Aku membiarkan Zahrana berbaring di kamarnya agar ia merasa tenang setelah menceritakan permasalahan tentang bullying yang telah dialaminya, baik di saat di sekolah maupun di ma'had padaku. Aku meninggalkan putri sulungku sejenak untuk membereskan tempat tidur Mumtaz dan Arsenio yang berada di ruang tengah. Setelah selesai, aku ke kamar mandi, membasuh wajahku berulang kali. Aku berusaha untuk menutup mataku yang merembes air mata agar aku tidak teringat pada pengakuan Zahrana.
Setelah selesai, aku kembali kepada ke kamar Zahrana untuk menanyakan apakah ia berangkat atau tidak ke asrama. Sebenarnya, aku ingin ia tetap di rumah untuk sementara waktu, barang dua atau tiga hari untuk menenangkan kondisi pasca bullying yang telah dialaminya. Tapi aku tak mau memaksakannya menuruti keinginanku tersebut dengan menanyakan apa keinginan Zahrana saat ini.
"Mbak, kira-kira besok kembali ke ma'had atau tidak?" Tanyaku untuk meyakinkan pada Zahrana.
Zahrana menggelengkan kepala tanda tidak.

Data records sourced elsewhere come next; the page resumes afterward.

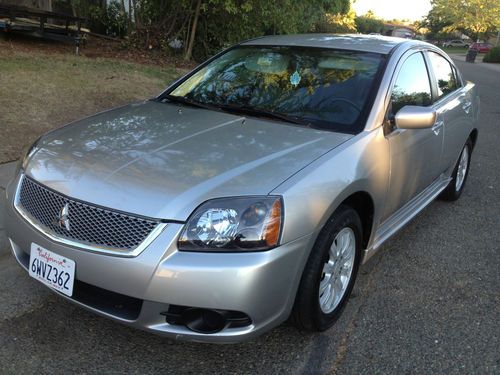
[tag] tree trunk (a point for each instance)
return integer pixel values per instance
(129, 23)
(189, 51)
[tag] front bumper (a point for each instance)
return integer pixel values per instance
(138, 291)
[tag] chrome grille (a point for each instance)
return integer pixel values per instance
(88, 224)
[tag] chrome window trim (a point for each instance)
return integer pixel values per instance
(80, 245)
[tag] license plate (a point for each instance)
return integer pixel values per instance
(52, 269)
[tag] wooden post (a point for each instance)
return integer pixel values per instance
(43, 19)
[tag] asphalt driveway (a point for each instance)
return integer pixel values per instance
(428, 303)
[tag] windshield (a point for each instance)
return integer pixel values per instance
(319, 87)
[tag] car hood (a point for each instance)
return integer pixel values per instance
(163, 160)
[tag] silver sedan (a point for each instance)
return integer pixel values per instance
(251, 190)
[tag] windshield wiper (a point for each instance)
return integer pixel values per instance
(187, 101)
(259, 112)
(239, 109)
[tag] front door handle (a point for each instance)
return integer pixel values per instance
(466, 106)
(437, 127)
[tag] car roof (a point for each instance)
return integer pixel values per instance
(357, 42)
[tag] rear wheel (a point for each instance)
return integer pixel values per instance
(330, 272)
(459, 175)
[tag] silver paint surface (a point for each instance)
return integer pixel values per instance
(162, 160)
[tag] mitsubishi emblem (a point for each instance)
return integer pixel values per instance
(63, 219)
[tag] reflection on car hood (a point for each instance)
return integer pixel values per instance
(161, 160)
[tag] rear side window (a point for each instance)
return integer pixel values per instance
(445, 78)
(412, 85)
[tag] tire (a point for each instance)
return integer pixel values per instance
(311, 311)
(459, 176)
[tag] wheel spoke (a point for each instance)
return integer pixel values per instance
(337, 270)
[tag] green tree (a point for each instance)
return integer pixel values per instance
(368, 23)
(472, 17)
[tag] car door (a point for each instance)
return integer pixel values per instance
(453, 104)
(415, 153)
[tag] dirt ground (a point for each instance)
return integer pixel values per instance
(44, 84)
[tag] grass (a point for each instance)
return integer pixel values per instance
(41, 91)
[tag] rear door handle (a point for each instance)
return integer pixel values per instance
(437, 127)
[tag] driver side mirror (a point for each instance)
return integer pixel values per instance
(415, 117)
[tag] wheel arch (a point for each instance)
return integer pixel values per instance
(362, 203)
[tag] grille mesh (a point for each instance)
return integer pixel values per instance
(91, 225)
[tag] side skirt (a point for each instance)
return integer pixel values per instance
(402, 216)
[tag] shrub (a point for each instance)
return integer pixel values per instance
(493, 55)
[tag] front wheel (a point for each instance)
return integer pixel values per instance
(459, 175)
(330, 272)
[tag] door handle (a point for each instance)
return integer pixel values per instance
(437, 127)
(466, 106)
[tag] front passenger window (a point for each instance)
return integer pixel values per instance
(445, 78)
(412, 85)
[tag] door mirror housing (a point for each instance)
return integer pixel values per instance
(415, 117)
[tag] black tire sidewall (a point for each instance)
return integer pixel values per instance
(307, 310)
(450, 193)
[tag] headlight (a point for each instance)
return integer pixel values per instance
(234, 224)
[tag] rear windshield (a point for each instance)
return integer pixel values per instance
(324, 88)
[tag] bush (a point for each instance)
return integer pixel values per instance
(493, 55)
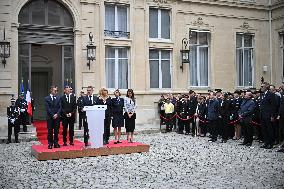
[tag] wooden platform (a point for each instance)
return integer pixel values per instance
(41, 152)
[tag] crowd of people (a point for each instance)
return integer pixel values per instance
(119, 112)
(249, 114)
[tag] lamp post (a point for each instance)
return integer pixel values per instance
(91, 50)
(4, 49)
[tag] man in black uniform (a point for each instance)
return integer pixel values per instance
(245, 115)
(23, 105)
(53, 110)
(237, 101)
(13, 113)
(267, 115)
(192, 104)
(80, 104)
(89, 100)
(68, 105)
(182, 112)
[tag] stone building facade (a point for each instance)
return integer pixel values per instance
(233, 44)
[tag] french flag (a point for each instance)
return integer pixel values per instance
(29, 101)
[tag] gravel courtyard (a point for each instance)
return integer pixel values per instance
(174, 161)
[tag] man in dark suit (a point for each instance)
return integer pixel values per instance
(267, 115)
(245, 114)
(68, 105)
(213, 115)
(53, 111)
(80, 104)
(23, 105)
(280, 116)
(89, 100)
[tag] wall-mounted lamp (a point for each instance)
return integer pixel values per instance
(4, 49)
(91, 50)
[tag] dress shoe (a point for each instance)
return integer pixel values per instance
(248, 144)
(269, 146)
(212, 140)
(281, 150)
(264, 146)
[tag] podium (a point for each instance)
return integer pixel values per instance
(95, 118)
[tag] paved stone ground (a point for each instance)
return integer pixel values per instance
(174, 161)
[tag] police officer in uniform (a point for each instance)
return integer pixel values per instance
(89, 100)
(23, 105)
(182, 112)
(80, 104)
(237, 101)
(13, 113)
(192, 108)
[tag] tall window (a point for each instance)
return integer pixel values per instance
(116, 21)
(244, 54)
(282, 52)
(199, 50)
(160, 68)
(116, 60)
(159, 23)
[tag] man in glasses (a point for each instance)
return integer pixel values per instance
(268, 113)
(89, 100)
(53, 111)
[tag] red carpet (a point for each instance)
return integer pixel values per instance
(41, 131)
(41, 152)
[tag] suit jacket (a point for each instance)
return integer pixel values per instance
(246, 110)
(52, 106)
(88, 102)
(281, 106)
(268, 105)
(68, 107)
(117, 105)
(213, 107)
(108, 102)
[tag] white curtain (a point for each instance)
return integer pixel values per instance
(153, 23)
(122, 68)
(110, 67)
(154, 68)
(110, 17)
(203, 66)
(240, 66)
(247, 67)
(122, 18)
(165, 24)
(193, 66)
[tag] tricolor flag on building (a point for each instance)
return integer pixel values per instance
(29, 101)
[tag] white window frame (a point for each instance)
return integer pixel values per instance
(252, 58)
(116, 67)
(282, 54)
(159, 25)
(198, 59)
(160, 68)
(116, 16)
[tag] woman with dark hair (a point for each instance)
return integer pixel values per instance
(117, 113)
(105, 99)
(130, 105)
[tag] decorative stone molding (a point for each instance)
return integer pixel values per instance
(245, 27)
(199, 22)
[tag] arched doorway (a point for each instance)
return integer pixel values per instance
(46, 55)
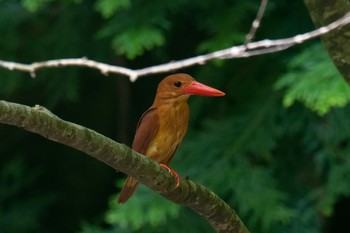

"Maaf Bu. Aku... sepertinya... Aku ... belum... siap untuk kembali ke ma'had," jawab Zahrana.
"Bila kamu belum siap, tidak apa apa. Besok aku akan Wa ke Bu Nirmala dan pada Miss Diana bila kamu saat ini sedang sakit di rumah dan belum bisa masuk sekolah dan belum bisa masuk ke ma'had lagi," ucapku menenangkannya.
Zahrana tampak menganggukkan kepala. Aku tahu, ia belum siap bertemu dengan mereka, yaitu para pembully sekolah dan ma'had X.